Esses vislumbres podem levar à perplexidade, à
beatitude, a revoluções científicas ou à camisa-de-força; mas a sua
universalidade nos permite acreditar que correspondem a uma
possibilidade de funcionamento de nosso cérebro. É possível
provocá-los deliberadamente através de estímulos físicos: jejum,
fadiga, exercícios, técnicas de concentração, drogas alucinógenas.
Muitas vezes, no entanto, eles se manifestam de modo espontâneo e
inesperado. Mesmo quando essas visões são atipicamente longas (o
poeta Robert Graves dizia ter experimentado uma que durou um dia
inteiro), persiste a impressão de que houve uma “compressão”
temporal, de um ano em um só dia, um dia em um só minuto. Num livro
intitulado The Timeless Moment, Warner Allen refere-se a uma visão
que teve, durante uma execução da 7ª Sinfonia de Beethoven:
“Primeiro, o misterioso evento em si mesmo, que ocorreu numa fração
infinitesimal de um segundo ( ... ); depois, a Revelação,
um fluxo sem palavras de sentimentos complexos ( ... ); finalmente,
a Luz, a tranqüila lembrança de toda a complexidade da Experiência,
como que preservada em palavras e formas de pensamento.” Allen
registra que tudo isto “deve ter ocorrido no intervalo entre duas
fusas”.
É bom lembrar que tais experiências nem sempre são de
caráter jubiloso ou deslumbrante. Muitos indivíduos, quando
arrebatados por visões dessa natureza, vêem-se projetados num mundo
onde tudo carece de sentido, onde tudo é ameaçador ou repugnante, ou
simplesmente vazio. Nesses momentos, ele tem acesso ao que parece
ser o universo habitual dos esquizofrênicos, dos usuários de droga
que entram numa bad-trip. Sartre relata experiências similares em A
Náusea, que em grande parte se baseou em suas “viagens” com a
mescalina. E podemos conjeturar que indivíduos como Kafka,
Strindberg ou Samuel Beckett eram sujeitos a mergulhos randômicos,
involuntários, em situações desse tipo.
“As Cismas do Destino” e “A Máquina do Mundo”
verbalizam uma experiência de iluminação pessoal (e do ponto de
vista literário não interessa se os poetas experimentaram de fato
uma “iluminação” ou se apenas a imaginaram), mas são iluminações
frustradas, onde o “sentido último” do universo se entremostra e
logo a seguir se evade. São experiências místicas abortadas, nas
quais teve início a fusão do Poeta com alguma realidade superior,
transcendente, mas o
processo desandou a meio.
Drummond era um agnóstico convicto, sem propensão
para a “visão mística” pura. Quanto a Augusto, é lícito supor que,
depois de doses maciças de Pencer, Schopenhauer e Haeckel, sua fé
cristã conhecia limites. Seu método era de um visionário, e o prazer
com que descreve imagens monstruosas lembra Lovecraft, Brueghel ou
Lautréamont. Suas leituras científicas (nem sempre bem assimiladas)

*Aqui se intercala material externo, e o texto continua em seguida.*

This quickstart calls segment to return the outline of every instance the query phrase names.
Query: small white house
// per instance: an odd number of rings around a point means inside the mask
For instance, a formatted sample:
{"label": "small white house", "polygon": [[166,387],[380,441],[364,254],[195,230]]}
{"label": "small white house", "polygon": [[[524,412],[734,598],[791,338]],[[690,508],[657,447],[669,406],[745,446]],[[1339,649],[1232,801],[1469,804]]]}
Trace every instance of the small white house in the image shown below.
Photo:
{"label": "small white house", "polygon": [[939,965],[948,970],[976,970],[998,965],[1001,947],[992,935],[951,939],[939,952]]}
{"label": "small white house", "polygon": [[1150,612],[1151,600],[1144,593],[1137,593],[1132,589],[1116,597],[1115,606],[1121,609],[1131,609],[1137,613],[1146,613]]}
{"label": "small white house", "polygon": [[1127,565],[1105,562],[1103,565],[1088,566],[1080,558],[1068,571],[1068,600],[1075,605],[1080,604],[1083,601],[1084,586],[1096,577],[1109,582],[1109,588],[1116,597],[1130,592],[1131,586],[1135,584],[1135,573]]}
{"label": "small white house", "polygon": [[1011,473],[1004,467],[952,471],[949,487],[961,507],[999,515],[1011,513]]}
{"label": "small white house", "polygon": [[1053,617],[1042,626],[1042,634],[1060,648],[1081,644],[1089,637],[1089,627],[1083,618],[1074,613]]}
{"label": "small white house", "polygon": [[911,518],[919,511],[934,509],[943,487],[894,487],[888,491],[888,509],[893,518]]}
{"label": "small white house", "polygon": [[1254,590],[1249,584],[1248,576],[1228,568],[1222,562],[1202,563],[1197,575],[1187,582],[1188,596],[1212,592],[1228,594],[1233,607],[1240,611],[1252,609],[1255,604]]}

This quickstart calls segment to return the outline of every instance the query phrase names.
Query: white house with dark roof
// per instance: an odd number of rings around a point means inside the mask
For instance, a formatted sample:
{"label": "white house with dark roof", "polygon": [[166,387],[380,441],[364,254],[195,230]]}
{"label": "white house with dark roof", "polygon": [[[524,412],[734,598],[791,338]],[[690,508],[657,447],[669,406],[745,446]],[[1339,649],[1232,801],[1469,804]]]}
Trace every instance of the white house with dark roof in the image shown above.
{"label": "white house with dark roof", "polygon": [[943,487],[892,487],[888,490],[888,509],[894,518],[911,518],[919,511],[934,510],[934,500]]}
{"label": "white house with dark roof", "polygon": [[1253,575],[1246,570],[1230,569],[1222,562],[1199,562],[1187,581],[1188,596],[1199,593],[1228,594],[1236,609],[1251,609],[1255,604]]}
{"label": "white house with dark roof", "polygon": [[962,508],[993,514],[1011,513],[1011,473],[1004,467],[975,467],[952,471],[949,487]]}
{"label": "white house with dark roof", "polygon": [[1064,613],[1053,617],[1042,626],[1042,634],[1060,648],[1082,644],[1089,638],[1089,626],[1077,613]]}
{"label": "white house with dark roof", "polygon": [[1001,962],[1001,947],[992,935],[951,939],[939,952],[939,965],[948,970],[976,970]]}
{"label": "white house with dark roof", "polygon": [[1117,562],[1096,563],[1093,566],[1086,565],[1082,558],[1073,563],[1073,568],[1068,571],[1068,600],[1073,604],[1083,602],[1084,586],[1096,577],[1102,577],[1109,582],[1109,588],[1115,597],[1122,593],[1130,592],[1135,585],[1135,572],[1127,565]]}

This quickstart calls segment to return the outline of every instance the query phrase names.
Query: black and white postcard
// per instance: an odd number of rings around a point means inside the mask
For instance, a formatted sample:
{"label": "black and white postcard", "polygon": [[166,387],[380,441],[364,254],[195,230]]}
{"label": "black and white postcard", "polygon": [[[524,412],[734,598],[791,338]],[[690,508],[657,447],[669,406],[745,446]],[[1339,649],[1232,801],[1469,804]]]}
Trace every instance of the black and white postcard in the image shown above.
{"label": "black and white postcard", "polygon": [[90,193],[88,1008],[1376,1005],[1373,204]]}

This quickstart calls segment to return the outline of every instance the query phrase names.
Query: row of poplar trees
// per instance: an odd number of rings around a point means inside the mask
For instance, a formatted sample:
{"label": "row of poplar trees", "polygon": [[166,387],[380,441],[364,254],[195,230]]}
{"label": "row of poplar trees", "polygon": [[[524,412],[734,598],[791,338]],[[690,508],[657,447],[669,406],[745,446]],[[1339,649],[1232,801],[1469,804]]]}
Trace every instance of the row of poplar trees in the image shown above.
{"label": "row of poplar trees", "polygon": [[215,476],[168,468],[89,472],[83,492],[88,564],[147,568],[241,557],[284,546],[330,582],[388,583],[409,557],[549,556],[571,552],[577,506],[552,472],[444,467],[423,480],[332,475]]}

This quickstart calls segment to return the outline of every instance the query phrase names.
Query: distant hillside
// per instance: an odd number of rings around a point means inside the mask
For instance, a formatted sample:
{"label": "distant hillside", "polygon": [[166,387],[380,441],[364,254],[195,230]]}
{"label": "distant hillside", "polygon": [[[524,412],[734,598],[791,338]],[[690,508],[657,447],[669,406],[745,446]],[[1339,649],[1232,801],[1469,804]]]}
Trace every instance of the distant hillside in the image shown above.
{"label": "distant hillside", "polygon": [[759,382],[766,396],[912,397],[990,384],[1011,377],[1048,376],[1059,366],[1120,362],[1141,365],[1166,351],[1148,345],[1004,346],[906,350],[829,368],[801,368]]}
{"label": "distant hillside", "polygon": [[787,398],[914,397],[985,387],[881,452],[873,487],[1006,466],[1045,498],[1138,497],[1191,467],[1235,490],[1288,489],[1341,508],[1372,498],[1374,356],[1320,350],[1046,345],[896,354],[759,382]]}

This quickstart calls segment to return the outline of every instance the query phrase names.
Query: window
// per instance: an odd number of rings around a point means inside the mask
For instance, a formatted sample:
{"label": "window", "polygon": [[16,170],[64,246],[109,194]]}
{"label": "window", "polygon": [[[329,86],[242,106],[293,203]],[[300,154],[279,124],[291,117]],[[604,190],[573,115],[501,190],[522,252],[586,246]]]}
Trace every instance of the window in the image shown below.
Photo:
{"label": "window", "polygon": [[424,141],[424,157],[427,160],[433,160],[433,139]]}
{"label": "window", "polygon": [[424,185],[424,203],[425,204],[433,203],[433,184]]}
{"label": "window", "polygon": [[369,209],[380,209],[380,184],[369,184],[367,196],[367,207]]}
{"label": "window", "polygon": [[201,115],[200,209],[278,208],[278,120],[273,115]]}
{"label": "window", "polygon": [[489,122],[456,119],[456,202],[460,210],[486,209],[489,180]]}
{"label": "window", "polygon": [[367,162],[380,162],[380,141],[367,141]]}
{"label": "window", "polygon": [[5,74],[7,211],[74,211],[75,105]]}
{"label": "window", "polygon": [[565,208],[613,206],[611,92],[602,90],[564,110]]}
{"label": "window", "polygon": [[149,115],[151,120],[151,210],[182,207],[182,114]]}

deram-lhe informação e vocabulário, mas seu temperamento foi sempre
o de um alucinado, um vidente. Talvez tivesse (como sugere com
benevolência seu biógrafo Raimundo Magalhães Jr.) “uma telha
fora do lugar”; textos como “Poema negro” e “Tristezas de um quarto
minguante” são certamente retratos fiéis das madrugadas insones em
que metrificava seus delírios. Não é de admirar que declarasse
sentir, no momento de criar seus versos, “uma série indescritível de
fenômenos nervosos, acompanhados muitas vezes de uma vontade de
chorar”. Em seu hoje clássico estudo sobre o poeta, Ferreira Gullar
observa com propriedade que “Augusto, em que pese a aparência
cientificista e racionalizante de seus poemas, é
sobretudo um criador de ‘atmosferas’, nisso residindo talvez a força
principal de sua linguagem ‘gótica’ e teatral”.
Mesmo assim, que outro poeta, em pleno parnasianismo
bilaqueano, ousou falar em “Raio X”, “universo radioativo”, “íons”,
“energia intra-atômica”, “hidrogênio incandescente”, “análise
espectral”? Talvez por isso, em sua visão, a Voz ironize sua
“ciência louca” e reitere que o mundo é incognoscível, inalcançável
ao intelecto humano. Mesmo a dor, realidade última que “veio e vai
desde os tempos mais transatos / para outros tempos que hão de vir
ainda”, é inabarcável à consciência individual, e para compreendê-la
seria necessário ser “a própria humanidade sofredora”, porque “seu
todo não reside no quociente isolado da parcela”.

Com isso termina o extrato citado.